When cooling is required for bulk food storage, maintaining a low temperature for food preparation, controlling the ambient temperature in a processing plant or drinks cellar cooling; evaporators are used to absorb heat from the controlled environment. But where does the absorbed heat go?

In a refrigeration application there are four key stages of what is called the vapour compression cycle where a refrigerant changes state from liquid to gas (evaporation), and from gas to liquid (condensing) in a continuous closed loop process. During evaporation (creation of cold) and condensing (release of heat), axial fans are commonly selected for their efficiency and surface area coverage when forcing air over heat exchange coils.

How Does a Refrigeration system work?

A refrigeration system relies on a cyclical process that removes heat from an area required to be cold and rejects it to the ambient surroundings away from the cold area. This process is achieved using a refrigerant which during its journey changes state as the heat moves through the system. An example that we will be mostly familiar with is our household refrigerator.

When we fill our fridges at home with cold or ambient produce bought from the supermarket, its temperature will usually be higher than the temperature inside the fridge. This extra warmth in the food has the effect of increasing the temperature inside the fridge by convection, conduction and radiation.

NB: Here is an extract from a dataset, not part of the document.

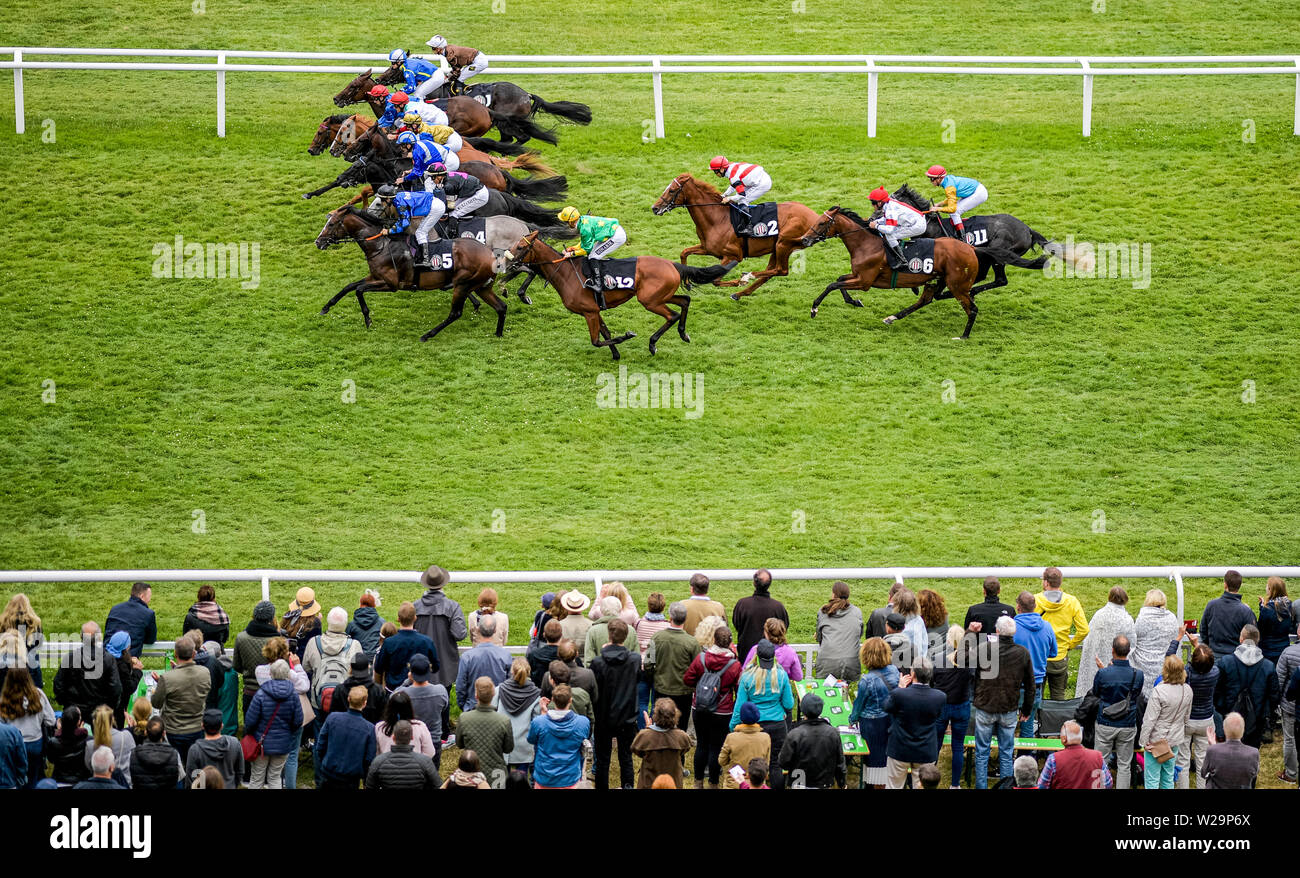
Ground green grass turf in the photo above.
[0,0,1300,785]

This heat is gathered in by the refrigerant circuit - the evaporator - inside the fridge and is drawn to the outside via the compressor. The compressor sends the heat gathered inside the fridge, outside to a heat rejection circuit – the condenser – which returns refrigerant back to the cold part of the fridge via a thermal expansion valve.

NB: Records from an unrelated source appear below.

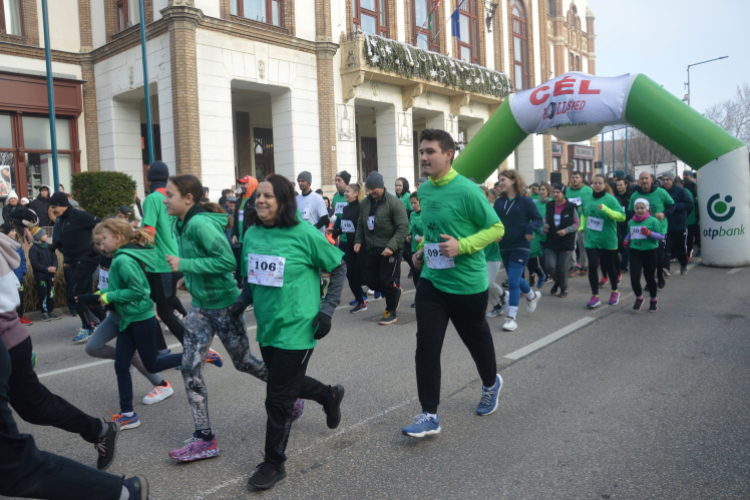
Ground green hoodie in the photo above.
[173,205,240,309]
[101,243,156,332]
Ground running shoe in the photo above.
[107,410,141,431]
[73,328,93,344]
[247,462,286,490]
[169,433,221,462]
[526,291,542,312]
[206,349,224,368]
[477,373,503,417]
[94,422,120,470]
[401,413,440,438]
[349,300,367,314]
[378,309,398,325]
[143,380,174,405]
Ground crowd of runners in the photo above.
[0,129,700,500]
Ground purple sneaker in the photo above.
[586,295,602,309]
[169,434,219,462]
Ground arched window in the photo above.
[457,0,479,63]
[510,0,530,90]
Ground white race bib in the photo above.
[247,253,286,288]
[586,217,604,231]
[424,243,456,269]
[97,269,109,290]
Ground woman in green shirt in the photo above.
[236,175,346,489]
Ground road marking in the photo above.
[505,316,594,361]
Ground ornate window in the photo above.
[458,0,479,64]
[352,0,388,37]
[230,0,283,26]
[510,0,530,90]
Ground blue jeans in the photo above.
[500,248,531,307]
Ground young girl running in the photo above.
[581,174,625,309]
[97,219,182,429]
[624,198,666,312]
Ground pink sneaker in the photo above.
[169,434,219,462]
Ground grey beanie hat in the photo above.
[297,170,312,184]
[365,172,385,189]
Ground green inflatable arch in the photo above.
[454,73,750,267]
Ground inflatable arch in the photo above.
[454,73,750,267]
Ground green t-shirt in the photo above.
[331,191,349,241]
[242,221,344,350]
[409,212,424,252]
[628,215,661,251]
[582,191,625,250]
[419,174,500,295]
[628,186,674,234]
[141,191,179,273]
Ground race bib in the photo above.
[424,243,456,269]
[247,253,286,288]
[630,226,646,240]
[97,269,109,290]
[586,217,604,231]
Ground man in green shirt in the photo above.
[402,129,504,437]
[565,172,594,276]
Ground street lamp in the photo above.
[682,56,729,106]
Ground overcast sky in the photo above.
[588,0,750,113]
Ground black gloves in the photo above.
[313,312,331,340]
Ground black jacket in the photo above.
[544,200,578,252]
[47,207,101,263]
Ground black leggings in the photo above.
[630,248,658,299]
[586,248,619,295]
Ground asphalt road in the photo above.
[2,258,750,500]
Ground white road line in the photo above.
[505,316,594,361]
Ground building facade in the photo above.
[0,0,596,199]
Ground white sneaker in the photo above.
[526,291,542,312]
[143,380,174,405]
[503,318,518,332]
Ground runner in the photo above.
[495,170,544,332]
[625,198,666,312]
[581,174,625,309]
[164,175,268,462]
[401,129,503,438]
[544,184,579,299]
[239,175,348,489]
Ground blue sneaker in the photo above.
[401,413,440,437]
[73,328,94,344]
[477,373,503,417]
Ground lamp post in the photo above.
[682,56,729,106]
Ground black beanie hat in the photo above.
[148,161,169,182]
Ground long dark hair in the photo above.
[251,174,299,228]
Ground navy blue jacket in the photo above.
[665,184,693,231]
[495,195,544,250]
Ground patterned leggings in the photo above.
[182,307,268,431]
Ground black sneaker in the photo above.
[94,422,120,470]
[247,462,286,490]
[323,384,344,429]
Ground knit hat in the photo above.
[148,161,169,182]
[336,170,352,184]
[365,172,385,189]
[297,170,312,184]
[49,191,70,207]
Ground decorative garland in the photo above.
[362,33,511,99]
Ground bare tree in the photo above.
[704,83,750,144]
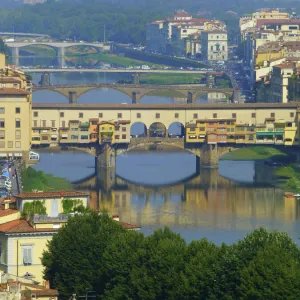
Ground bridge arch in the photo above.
[140,86,187,101]
[75,86,132,103]
[167,121,185,137]
[149,122,168,137]
[32,89,69,103]
[130,121,148,137]
[193,91,233,103]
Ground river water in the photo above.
[28,73,300,244]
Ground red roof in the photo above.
[15,191,89,199]
[256,19,300,27]
[0,88,29,95]
[0,209,20,218]
[119,222,141,229]
[0,219,58,233]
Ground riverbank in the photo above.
[221,146,292,162]
[21,167,73,192]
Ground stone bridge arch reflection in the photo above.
[71,163,290,231]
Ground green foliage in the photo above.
[22,167,72,192]
[22,200,47,216]
[42,211,300,300]
[62,199,83,214]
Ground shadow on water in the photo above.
[31,153,300,244]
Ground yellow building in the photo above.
[15,191,89,217]
[0,53,32,157]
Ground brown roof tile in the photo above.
[15,191,89,199]
[0,88,30,95]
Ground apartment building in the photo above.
[201,30,228,61]
[0,53,32,157]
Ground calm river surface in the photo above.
[33,73,300,244]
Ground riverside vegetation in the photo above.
[42,210,300,300]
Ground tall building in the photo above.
[0,53,32,161]
[201,30,228,60]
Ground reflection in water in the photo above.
[32,152,300,243]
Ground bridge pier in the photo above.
[200,144,219,168]
[187,92,196,104]
[39,72,51,86]
[132,73,140,84]
[95,144,116,191]
[131,92,141,104]
[69,91,77,104]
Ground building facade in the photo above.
[201,30,228,61]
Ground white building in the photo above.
[201,30,228,60]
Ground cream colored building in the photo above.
[0,53,32,157]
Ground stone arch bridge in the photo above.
[33,84,234,104]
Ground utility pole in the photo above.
[103,24,106,43]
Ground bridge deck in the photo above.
[32,102,299,110]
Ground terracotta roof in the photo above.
[0,219,58,233]
[256,19,300,27]
[0,209,20,218]
[0,88,30,95]
[0,77,21,83]
[119,222,141,229]
[15,191,89,199]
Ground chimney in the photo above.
[4,199,10,210]
[112,214,120,222]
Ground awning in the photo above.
[256,132,274,136]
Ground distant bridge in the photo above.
[33,83,234,104]
[21,68,211,75]
[0,32,49,37]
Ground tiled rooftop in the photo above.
[15,191,89,199]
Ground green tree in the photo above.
[22,200,47,216]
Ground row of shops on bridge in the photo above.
[186,118,299,146]
[31,118,298,146]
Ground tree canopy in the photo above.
[42,211,300,300]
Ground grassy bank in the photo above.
[140,73,203,84]
[22,167,72,192]
[221,146,289,161]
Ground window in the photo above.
[22,246,32,266]
[16,119,21,128]
[16,130,21,140]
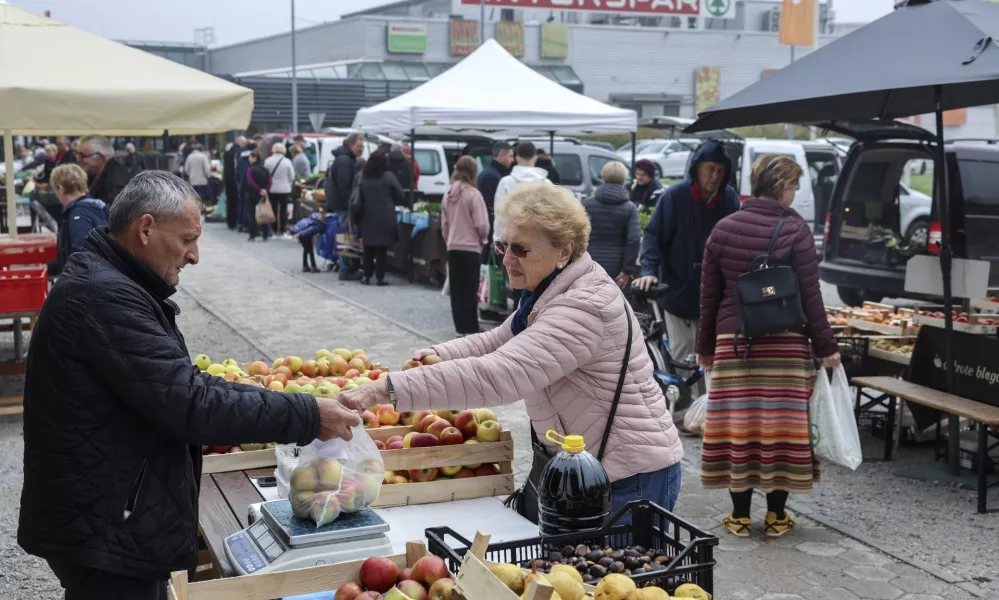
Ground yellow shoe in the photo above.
[722,513,753,537]
[766,510,794,537]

This closed-circuit refrigeration cycle ensures that the temperature inside the fridge is maintained to a level that ensures our food stays fresher for longer.

What is a Condenser?

Larger cooling requirements for retail, commercial or industrial scale processes separate the various components of the refrigeration system.  Condensers are usually situated outdoors in the open air, exposed to the elements and there are two common configurations: ‘Flatbed’ & ‘V-Block’.

Both configurations consist of a finned heat exchange coil, a supporting structure that supports and encases the heat exchange coil and a deck on which the fans are mounted to force air through the condenser. The air is commonly drawn through the heat exchange coil using an axial fan.

The heat exchanger comprises a number of metal tubes attached to strips of thin sheet metal called ‘fins’. The fins are bonded to the tubes to increase the surface area over which the heat exchange can take place thereby increasing the heat exchange efficiency. The cool ambient air passing over the fins is absorbed by the refrigerant changing its phase from a hot gas to a warm liquid. The warm liquid refrigerant is delivered to the thermal expansion valve which feeds the evaporator providing the cold energy where it absorbs heat and boils off, changing state from liquid to gas.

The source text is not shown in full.